Israel eases Gaza siege in bid to blunt uproar
JERUSALEM - Israel took a step Wednesday to try to blunt the uproar caused by its deadly high-seas raid on a blockade-busting flotilla by allowing in potato chips, cookies, spices, and other previously banned food items into the Gaza Strip.
JERUSALEM - Israel took a step Wednesday to try to blunt the uproar caused by its deadly high-seas raid on a blockade-busting flotilla by allowing in potato chips, cookies, spices, and other previously banned food items into the Gaza Strip.
But the things residents of the Palestinian enclave also desperately need - cement, steel, and other materials to rebuild their war-ravaged territory - are still banned, and critics denounced the Israeli move as insignificant.
Instead of easing international criticism of Israel after the May 31 raid that killed nine pro-Palestinian activists, Wednesday's decision appeared to focus even more attention on its three-year-old blockade of impoverished Gaza and the seemingly arbitrary decision-making about which goods are allowed in.
Maxwel Gaylard, the United Nations' senior humanitarian official in the Palestinian territories, said Israel's move was insufficient: "A modest expansion of the restrictive list of goods allowed into Gaza falls well short of what is needed. We need a fundamental change and an opening of crossings for commercial goods."
Israel and Egypt have been enforcing an embargo on Gaza, banning all exports and allowing in only basic humanitarian and consumer items, since the territory was violently overrun by Hamas extremists in 2007.
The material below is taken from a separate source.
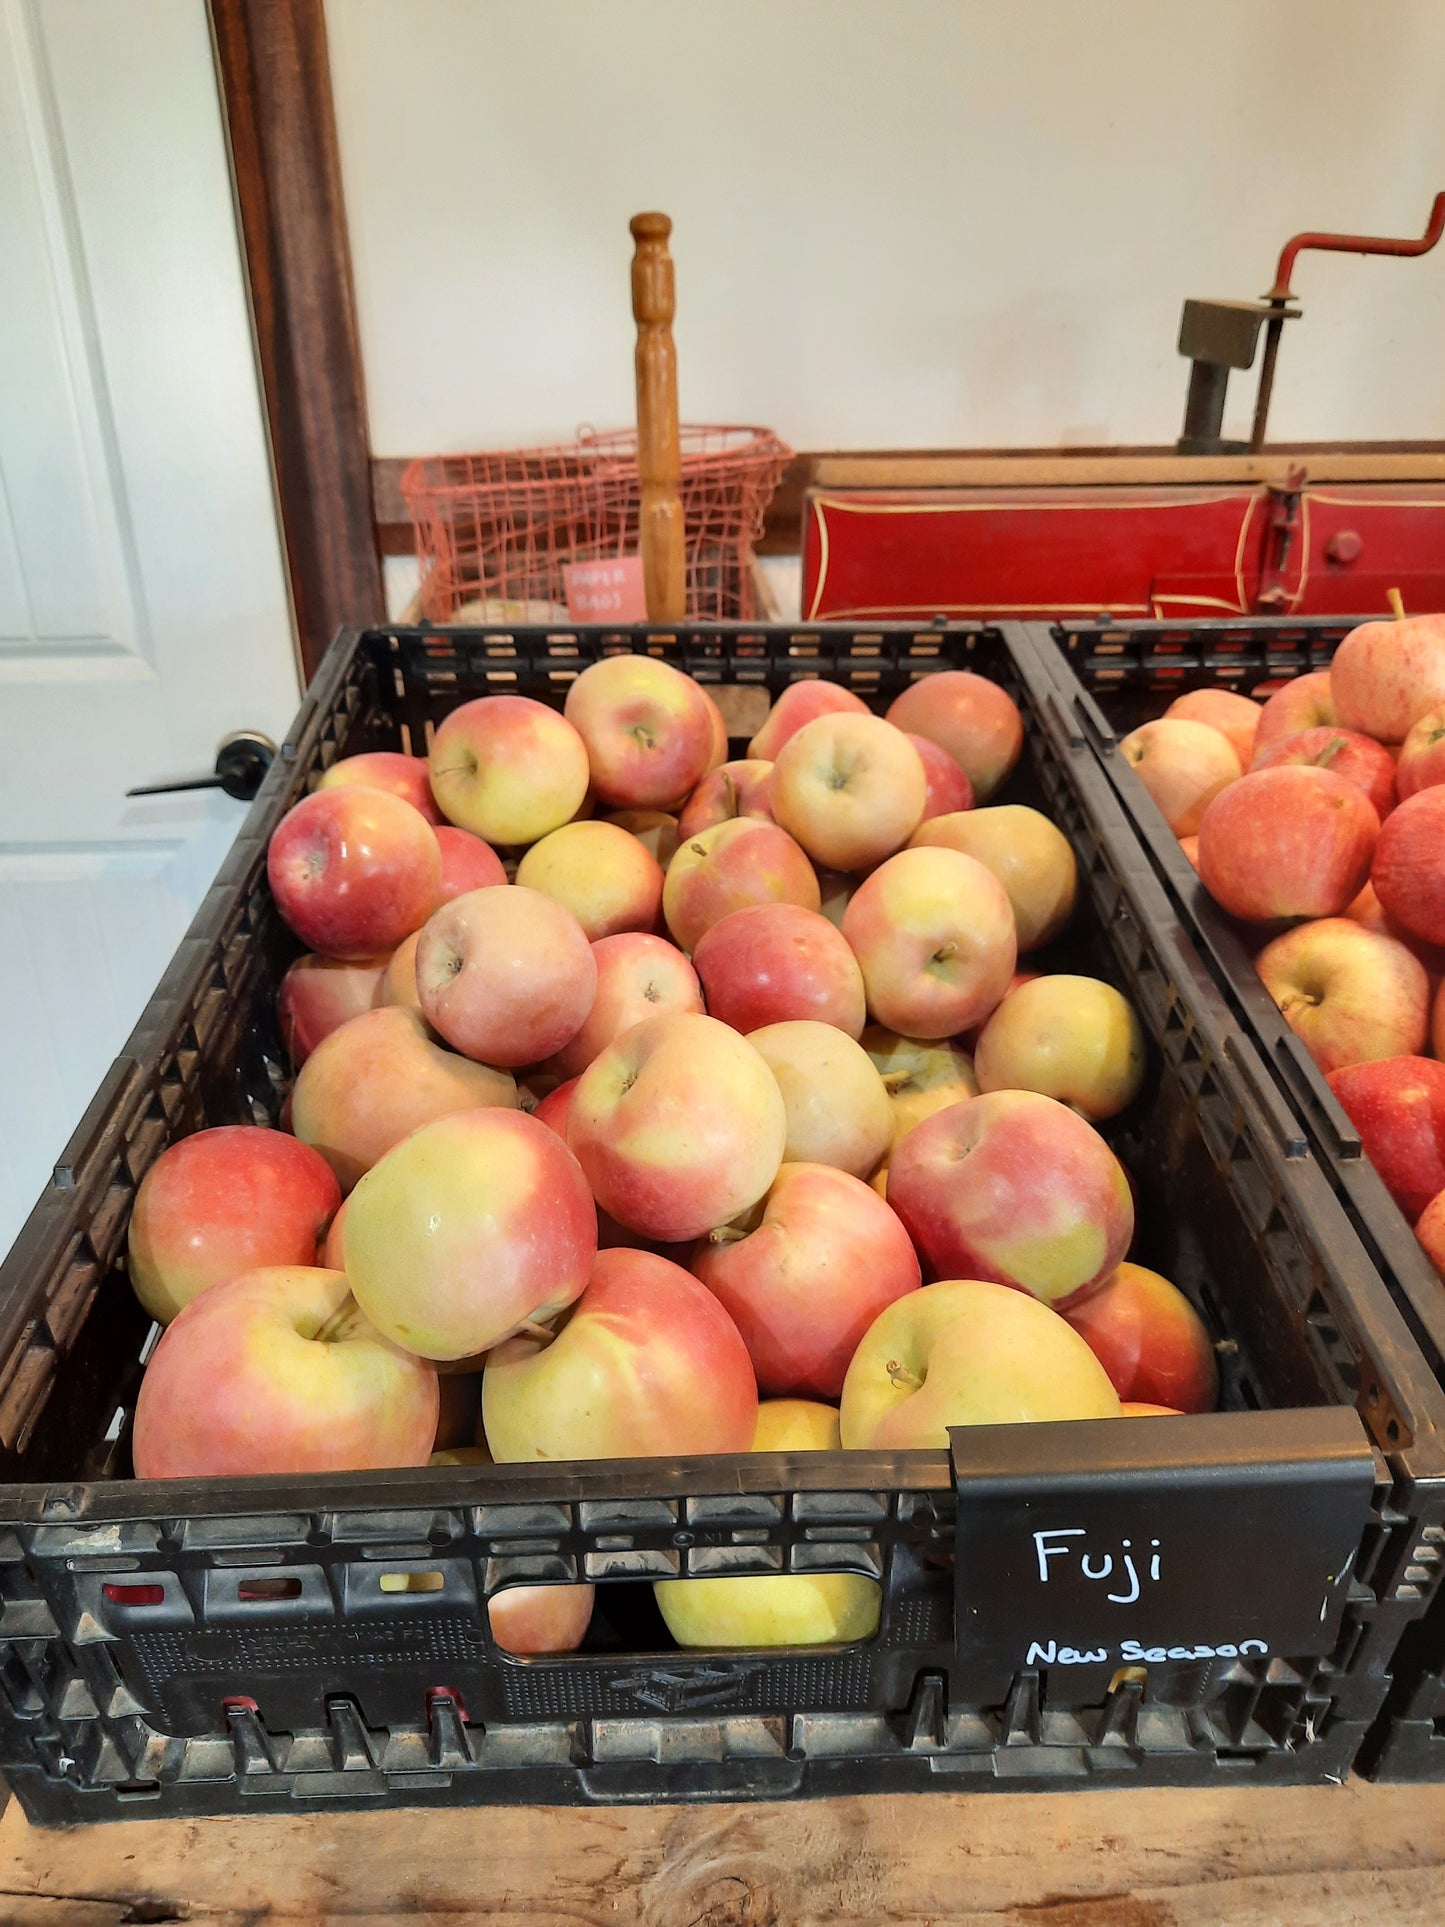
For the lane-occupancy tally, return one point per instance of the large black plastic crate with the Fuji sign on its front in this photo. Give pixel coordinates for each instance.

The blockade has created a flourishing smuggling trade through tunnels under the Gaza-Egypt border but has done little to loosen Hamas' hold on power.
Facing growing international criticism over its botched raid and the painful price Gaza's 1.5 million residents are paying for the blockade, Israel has been attempting to show some flexibility.
Palestinian official Raed Fattouh, who coordinates the flow of goods into Gaza with Israel, said soda, juice, jam, spices, shaving cream, potato chips, cookies, and candy were now permitted. He said Israel rebuffed Palestinian requests for construction goods, raw materials for factories, and medical devices.
In the seaside territory, some accused Israel of tossing them a few scraps to score points with the world.
"We don't need jam and chips," Khitam Abdel Hadi, 30, who lives in a refugee camp near Gaza City, told the Los Angeles Times. "We need jobs. We need houses. We need the freedom to move around. This is nothing."
Some Israeli officials, speaking on condition of anonymity because they were discussing internal policy-making, said their goal in allowing more goods into Gaza was to defuse pressure for an international investigation of the sea raid.
The clashes broke out after Israeli naval commandos boarded one of six ships on the flotilla carrying goods for Gaza, and some of the hundreds of pro-Palestinian activists on board attacked them with pipes and other makeshift weapons.
Israeli government spokesman Mark Regev said his country was committed to ensuring that "the civilian population of Gaza will receive civilian goods," but Israel is concerned that items like cement "if given to Hamas will be used first and foremost for their military machine in creating bunkers and fortifications."
A Hamas spokesman, Sami Abu Zuhri, said Israel's gesture was not worth commenting on.
Western diplomats said Wednesday that some European nations had proposed reviving an arrangement on the Gaza-Egypt border that included EU observers monitoring the crossing.
The diplomats, speaking on condition of anonymity because no decision has been made, said the proposal would be discussed at an EU meeting Monday in Luxembourg.
Israel has rejected calls for an international investigation into its May 31 raid, fearing it would be biased. Instead, officials are considering an Israeli-run inquiry that includes international observers. Israel has been seeking U.S. support for this approach but so far has not been able to reach a formula.